ステージゲートの設定と調査のプロトコル化がキー
新製品開発をスムーズに進めるには開発の早い段階から成功の可能性の高い商品アイデアを見極めていくことが大事です。開発プロセスの早いステージで見込みのないアイデアの開発をストップし、ポテンシャルの高いアイデアに資源を集中することで、時間、コスト、リソースの削減につなげることが可能になります。またその結果として新製品開発のパイプラインの中に新たに多くのアイデアを持ち込むことが可能になり、新製品の成功のチャンスを増やすことが可能になります。また各ステージ内では、たとえばステージ3のコンセプトの開発・評価のステージではその前のステージの観察調査やワークショップで生み出された数多くの新製品アイデアからポテンシャルの高いアイデアを選抜し、さらにそれらを定性調査などでブラッシュアップさせます。その上で、このステージの最後には(定量調査で)最も可能性の高いものに絞込みます(この過程をNature&Deciplineといいます。あるクライアントは“広げてたたむ”というそうです。言いえて妙です)。

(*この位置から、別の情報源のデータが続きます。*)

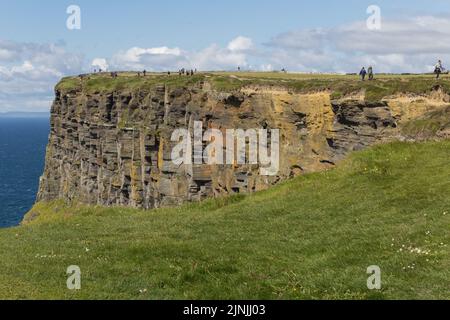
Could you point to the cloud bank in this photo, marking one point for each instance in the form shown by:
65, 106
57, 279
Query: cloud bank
28, 71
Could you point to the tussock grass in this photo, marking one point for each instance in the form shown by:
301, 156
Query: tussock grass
309, 238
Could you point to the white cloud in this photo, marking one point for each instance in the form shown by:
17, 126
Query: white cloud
213, 57
240, 44
100, 63
408, 45
29, 72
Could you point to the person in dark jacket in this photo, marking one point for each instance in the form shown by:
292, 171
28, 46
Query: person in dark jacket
363, 73
370, 73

ステージゲートを効率的に働かすには、ステージごとに新製品アイデアの評価のレベルに関し、客観的な判断基準・ベンチマークが必要になります。ステージごとに調査(テスト)のプロトコルを持つことが必須です。プロトコルができれば過去の成功商品の各ステージでの調査結果と比較することができたり(トレーサビリティ)、ステージごとに調査結果を蓄積して、ノームが設定できます。そうなればステージごとにアクション・スタンダードの設定がしやすくなり、Go/No goの判断が開発の早い段階から導きやすくなるからです。
ノームを作る条件
ノームの設定には、ステージごとに調査(テスト)デザインの標準化が必要です。調査の標準化とは、次のような条件が揃い、毎回同質の調査が担保されることが最低限必要です。
- 調査方法の標準化・・・調査方法(CLT、HUT、あるいはインターネット調査、調査地域など)
- 調査デザインの標準化・・・モナディックテスト、サクセッシブモナディックテスト、一対比較テストなど(同じ製品をテストしても、モナディックテストとサクセッシブモナディックテストの最初に試す製品の評価は違います。モナディックと一対比較も当然違います。なお一対比較テストではノームの蓄積はできません。=テストする相手により評価が違ってくるからです)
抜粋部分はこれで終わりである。